Вошел дежурный унтер-офицер Волков, старый, исполнительный служака, замер у двери.
— Ну, что у тебя?
— Госпожа Кудрявцева дожидается с утра.
— А! Ну, зови, зови.
— Еще от фабричного пристава Фавстова сообщение: произведена облава, как и было указано. Результаты малые. Одного арестованного переправили в тюрьму.
— Ладно. Одного так одного. Шли наобум, на авось. По догадке. Может, на что и наткнемся. Фамилия-то арестованного как?
— Егор Васильев Дерин, — сообщил унтер-офицер.
— Егор Васильев Дерин! — повторил Цыбакин с удивлением. — Смотри-ка, знакомец. Отца-то его, Василия, хорошо помню. Озорной был мужик, да… Сынок от родовой яблоньки недалеко ушел: в пятом годе хотели ему наказаньице придумать — за молодостью лет пожалели. Слышь-ка, Волков, а ведь результаты-то хорошие. Чего у него: пиджак из верблюжьей шерсти, али как мукой обсыпанный? Пиджак-то какой?
— Не могу знать, ваше благородие.
— Порадовал ты меня, Волков. Нутром чую, где-то мы близки к разгадке. Егор Васильев Дерин… Ну, зови Кудрявцеву.
Волков ввел женщину лет сорока пяти, одетую скромно, но со вкусом: черная жакетка и юбка, башмаки на высоких каблуках, шляпа с вуалью. Она скромно подошла к столу, представилась.
— Садитесь, сударыня. Мне уже докладывали… Знаю, что такое горе матери. Напомните его приметы. В чем одет?
— Мишенька собирался куда-то за город, оделся, как поплоше. Росту он в отца — высокий, глаза ласковые, синие, лицо чистое, волосы светлые, мягкие…
— Да, посмотрим… Сдается, что он, но все может быть… Кстати, сейчас я отправлюсь в тюрьму, могли бы поехать со мной. Взглянете… Молодой человек уважительный, тихий.
— Буду вам благодарна. Только скажите, успокойте меня: в чем он повинен? Что ему грозит?

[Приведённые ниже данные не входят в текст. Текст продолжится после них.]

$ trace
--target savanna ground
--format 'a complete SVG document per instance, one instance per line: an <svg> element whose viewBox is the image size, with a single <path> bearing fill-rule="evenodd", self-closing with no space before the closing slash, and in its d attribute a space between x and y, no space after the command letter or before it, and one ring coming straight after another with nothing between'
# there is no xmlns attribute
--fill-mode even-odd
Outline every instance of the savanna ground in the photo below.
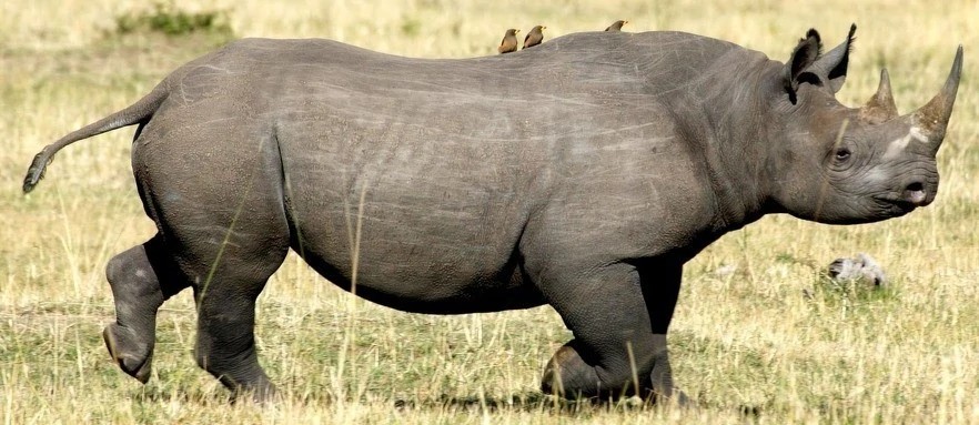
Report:
<svg viewBox="0 0 979 425"><path fill-rule="evenodd" d="M213 31L168 37L135 18L117 20L152 16L142 1L0 2L3 423L979 422L979 2L188 0L174 8L223 12ZM548 307L400 313L355 300L295 256L268 285L258 321L261 361L282 402L230 405L195 366L189 291L164 305L154 373L142 386L110 361L100 336L114 313L105 262L154 231L132 183L132 130L62 151L36 192L20 193L44 144L130 104L231 37L322 37L461 58L493 53L509 27L545 24L549 39L616 19L628 19L628 31L702 33L778 60L810 27L832 47L857 22L839 98L862 103L886 65L901 112L937 92L956 45L966 47L931 206L845 227L769 216L686 266L670 347L677 383L696 398L690 409L542 396L541 371L569 337ZM120 22L135 28L121 33ZM877 257L889 290L824 284L818 271L856 252Z"/></svg>

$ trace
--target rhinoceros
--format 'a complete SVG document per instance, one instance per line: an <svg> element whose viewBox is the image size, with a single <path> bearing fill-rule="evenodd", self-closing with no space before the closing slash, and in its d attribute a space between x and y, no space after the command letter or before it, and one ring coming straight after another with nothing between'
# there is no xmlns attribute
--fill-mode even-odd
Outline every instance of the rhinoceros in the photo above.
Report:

— Ровным счетом ничего. Держим пока до выяснения… Пустые формальности… Так, так… Сын почетного потомственного гражданина Михаил Кудрявцев… Все может быть.
2
— И что же дальше?
— Дальше ничего. — Арестованный сумрачно посмотрел на Цыбакина. Опять все тот же прием: одно и то же заставляет пересказывать по нескольку раз, надеясь поймать на оплошности. Отвернулся к окну, за которым резкий ветер схлестывал с деревьев желтую листву, бил в стекло мелкими брызгами воды. Начинается тоскливая осень, и на душе тоскливо.
— Итак, — начал подводить итог Цыбакин, — выходит, вы — Алексей Иваницкий; предполагаете, будто происходите из крестьян Ярославской губернии. В малом возрасте вас увезли в Питер, где воспитывались у разных людей, затем бродяжничали. Последнее время работали в мастерской по ремонту велосипедов Каляева. Была такая мастерская и закрылась после смерти хозяина — здесь вы удивительно верны в своих показаниях. И вот вам захотелось идти в родные места, попытаться найти свою деревню и, может быть, родственников. Весьма похвально… Дорога дальняя, небезопасная, и вы решили обзавестись оружием. В Финляндии, где были незадолго, купили за двадцать пять марок пятизарядный бельгийский револьвер. Все ли я говорю верно?